Bronte Edwards and her spouse, Liz Bell, who run Rainbow Household Ranching, share these issues. Edwards and Bell are self-described “queer first-gen livestock ranchers.” They describe their farm as “carbon detrimental” and attempt to buy regionally grown hay. The prospect of Measure J worries them, particularly its proposed definition of a CAFO, which denotes amenities the place “animals … have been, are, or will likely be stabled or confined and fed or maintained for a complete of 45 days or extra in any 12-month interval.” This “45-day” rule is a part of the same definition that the EPA makes use of for CAFOs.

Different provisions within the measure — comparable to language specifying the variety of animals confined and the way waste is discharged — seem to guard farms just like the Rainbow Household Ranching from the ban. Advocates for Measure J have recognized 21 “massive CAFOs” in Sonoma County that home anyplace from 900 to 600,000 animals. A spokesperson for “Sure on Measure J” mentioned that an operation that meets the 45-day rule, however not one of the different CAFO definitions, wouldn’t be affected.

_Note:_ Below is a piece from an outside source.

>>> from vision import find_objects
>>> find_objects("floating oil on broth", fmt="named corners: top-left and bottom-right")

“This measure will pressure multigenerational household farmers to promote their farms. They are going to be fragmented, and they are going to be developed.”

Regardless of this, Edwards and Bell stay involved about what the measure will imply for his or her neighbors, a few of whom function amenities with over 200 head of livestock — which could render them a CAFO beneath Measure J.

“This measure will pressure multigenerational household farmers to promote their farms. They are going to be fragmented, and they are going to be developed,” Edwards mentioned.

She added that retaining farms collectively is vital for conservation, because it permits wildlife to maneuver between open areas and grazing lands. In her day job, Edwards works with a land belief to buy growth rights and easements to maintain farms complete, preserving land for future generations.

Whatever the end result on the poll field in November, either side of the Measure J debate agree on one factor: The proposal will depart a mark on Sonoma County. In line with Clary, if Measure J passes, it might set an instance to different counties throughout the nation.

“If it loses, it’s going to have made a crack within the within the eggshell, and it’ll nonetheless have an effect,” she mentioned.

This article first appeared on High Country News and is republished right here beneath a Artistic Commons license.